Camera out to Coral, Alton
“My friend, my friend, my friend, my friend, homie,
confidant, pal, buddy, my dog, my boi!”
“Your supposed to take care of me.”
“Something’s off”
“Something’s off?”
I don’t even need to make comments to make this even
more humorous. It’s like an Angus Rib-eye, it’s fine just how it is.
B-reel time...
Wouldn’t it be funny, that during one of the b-reels
(filler, usually panoramic shot) of anything between a waterfall and a
horse galloping that for just a split second you see Cypress Hill?! I’m
not talking just our show, but any show in general. That would make my
life a little more complete.
The Gauntlet
Tina is so excited.
Coral with the Medusa voodoo stare. It scared the
hell out of me; I almost fell into the water.
Tina loses.
A few weeks later I happened to chat with Tina. She
asked me why I was a part of the conspiracy that put her in the Gauntlet.
I had no idea what she was talking about. She then said she was hurt that
one of the people that helped cast her (I had met Tina two years earlier
when I was at a casting call in Nebraska, she made it all the way to the
finals and was actually the first person chosen to replace Sarah on RR11
but she turned it down and went the next year instead) and her “Asian
brother” would spearhead the vote to get her kicked off.
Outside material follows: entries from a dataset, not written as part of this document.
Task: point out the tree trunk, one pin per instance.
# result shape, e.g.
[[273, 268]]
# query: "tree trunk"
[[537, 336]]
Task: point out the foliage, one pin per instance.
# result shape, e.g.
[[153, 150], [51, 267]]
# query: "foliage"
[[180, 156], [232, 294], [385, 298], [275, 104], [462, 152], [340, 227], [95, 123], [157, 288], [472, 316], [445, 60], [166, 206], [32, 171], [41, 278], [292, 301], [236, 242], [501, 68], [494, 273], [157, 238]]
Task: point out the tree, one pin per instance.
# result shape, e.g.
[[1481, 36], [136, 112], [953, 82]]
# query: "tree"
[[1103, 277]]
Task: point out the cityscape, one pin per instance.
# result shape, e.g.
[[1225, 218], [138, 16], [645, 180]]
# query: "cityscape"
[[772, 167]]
I hadn’t. She
did well in the swimming and didn’t harm us in anyway. I had voted
Veronica, and Abe 3 and 2 and I had forgotten who I gave a point on that
one, it was a throw away point anyway. Anyway, she told me that I was the
leader in getting her kicked off; she named the people that had told her
this theory, it happened to be the same ones that had voted her in the
first place. Ah, the loyal bubble friends of BMP, makes me want to be the
bestest of friends with them. I am loyal but I was honest and upfront
with whom I voted for. Its one thing to vote for a friend, but it’s
another to mentally screw one. Cue the memorable montage please…ok
ok..what? There isn’t one.
Tina crying. Roni talking. Tina leaving. Veronica
complaining. More talking. Rachel/Veronica claim that WE are out to get
them. Lot of people got together. Nope….
Something, something hurricanes, duh duh “Ducktails!
Racers, Lasers Airplanes, duh duh Ducktails!